If you have a malfunctioning USB stick try this:

Copy off any files you want to keep. (important)

Plug in the stick and check what device it is recognised as. It's usually da0 if you don't have any SCSI drives. But CHECK.

Now remove the existing partiton information:
`# dd if=/dev/zero of=/dev/da0 bs=2m count=1`

Create a new slice/partiton
`# fdisk -i /dev/da0`
In the interactive section accept the defaults except for sysid, which is 165 for FreeBSD but for FAT32 is 12.
Ignore the 'fdisk: Class not found' error.

Create a new file system ('format')
`# newfs_msdos -F32 /dev/da0s1`

Enjoy working USB drive.


----------



## graudeejs (Feb 12, 2010)

Why would one want to partition usb flash?
Simply run newfs_msdos /dev/da0, and it works well


----------



## michaelrmgreen (Feb 12, 2010)

Hmmm, now I'm going to have to find another USB drive with a wonky filesystem to try that on.


----------



## Ruler2112 (Feb 12, 2010)

killasmurf86 said:
			
		

> Why would one want to partition usb flash?
> Simply run newfs_msdos /dev/da0, and it works well



I've seen a flash drive get a corrupted partition table before.  No idea how it got that way, but the above is exactly how I was able to make it usable again.  (After playing with it to recover the data off of it of course, but that's another discussion.)


----------



## fronclynne (Feb 12, 2010)

*not to have some secret install that I use for unsavoury activities*



			
				killasmurf86 said:
			
		

> Why would one want to partition usb flash?
> Simply run newfs_msdos /dev/da0, and it works well



8g flash drive, don't need 8G of fat32 storage*, would like to also have a small install of freebsd (for testing, obviously).
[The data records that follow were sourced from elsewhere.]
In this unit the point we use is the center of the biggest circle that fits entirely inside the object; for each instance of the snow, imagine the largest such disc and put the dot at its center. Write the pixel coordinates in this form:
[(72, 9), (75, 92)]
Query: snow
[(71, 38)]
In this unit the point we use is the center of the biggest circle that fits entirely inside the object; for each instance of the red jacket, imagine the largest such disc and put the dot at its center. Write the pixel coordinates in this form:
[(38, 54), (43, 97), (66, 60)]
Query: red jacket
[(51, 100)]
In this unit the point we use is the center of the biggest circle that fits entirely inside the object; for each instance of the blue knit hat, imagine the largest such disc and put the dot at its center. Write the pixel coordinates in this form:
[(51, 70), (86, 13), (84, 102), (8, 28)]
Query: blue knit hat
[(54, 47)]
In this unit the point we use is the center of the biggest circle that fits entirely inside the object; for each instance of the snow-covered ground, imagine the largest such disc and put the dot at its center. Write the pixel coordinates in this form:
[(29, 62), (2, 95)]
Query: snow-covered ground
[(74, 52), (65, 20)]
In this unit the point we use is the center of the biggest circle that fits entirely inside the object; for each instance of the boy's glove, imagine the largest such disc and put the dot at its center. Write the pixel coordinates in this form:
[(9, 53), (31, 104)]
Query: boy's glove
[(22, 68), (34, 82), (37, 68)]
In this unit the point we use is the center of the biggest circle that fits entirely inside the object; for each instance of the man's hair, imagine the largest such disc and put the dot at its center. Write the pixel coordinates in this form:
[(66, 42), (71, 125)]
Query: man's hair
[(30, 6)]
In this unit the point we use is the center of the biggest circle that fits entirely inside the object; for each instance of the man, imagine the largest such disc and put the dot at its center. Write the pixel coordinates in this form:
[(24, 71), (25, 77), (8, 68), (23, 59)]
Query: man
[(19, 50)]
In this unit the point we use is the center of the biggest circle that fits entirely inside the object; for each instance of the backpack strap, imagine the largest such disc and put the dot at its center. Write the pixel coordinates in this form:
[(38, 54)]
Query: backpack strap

*okay, I didn't need an 8G flash drive at all, but the dang thing was on sale for less than a 4G drive


----------



## ikbendeman (Dec 1, 2013)

I know this was a few years ago, and sorry to revive a dead thread. But you didn't mention what you paid for that 8g 8 GB flash drive. _I j_ust wanted to point out I got a 64 GB USB 2.0 flash drive for $11 US yesterday (I couldn't justify the price increase for USB 3.0, especially when I don't know exact speeds, I'm pretty sure a 2.0 will give me about 15 MB/s which is enough to test drive the other BSDs (a reason to partition, as somebody asked why above).


----------



## vieron (Aug 27, 2021)

I know this is old, nevertheless  I would like to post the following link which I found informative and helpful to format a USB drive for Windows: https://lists.freebsd.org/pipermail/freebsd-questions/2010-May/215819.html

It is very similar to michaelrmgreen's answer at the top but with a bit more explanation of the steps involved.


----------



## grahamperrin@ (Aug 28, 2021)

The FreeBSD Handbook mentions `newfs_msdos` in only two places:

floppy disks (yes, _floppy_) under <https://docs.freebsd.org/en/books/handbook/disks/#floppies>
zvols under <https://docs.freebsd.org/en/books/handbook/zfs/#zfs-zfs-volume>
– is some other command preferred for this type of file system, or does the Handbook lack a simple example that involves neither archaic media nor ZFS?



michaelrmgreen said:


> … If you have a malfunctioning USB stick …



If the data is disposable, I usually:

repartition the drive to have just one UFS partition, as large as possible
give the partition to UFS
mount the file system
test it with StressDisk, sysutils/stressdisk
if testing succeeds, repartition the drive to use a different file system, typically ZFS.


----------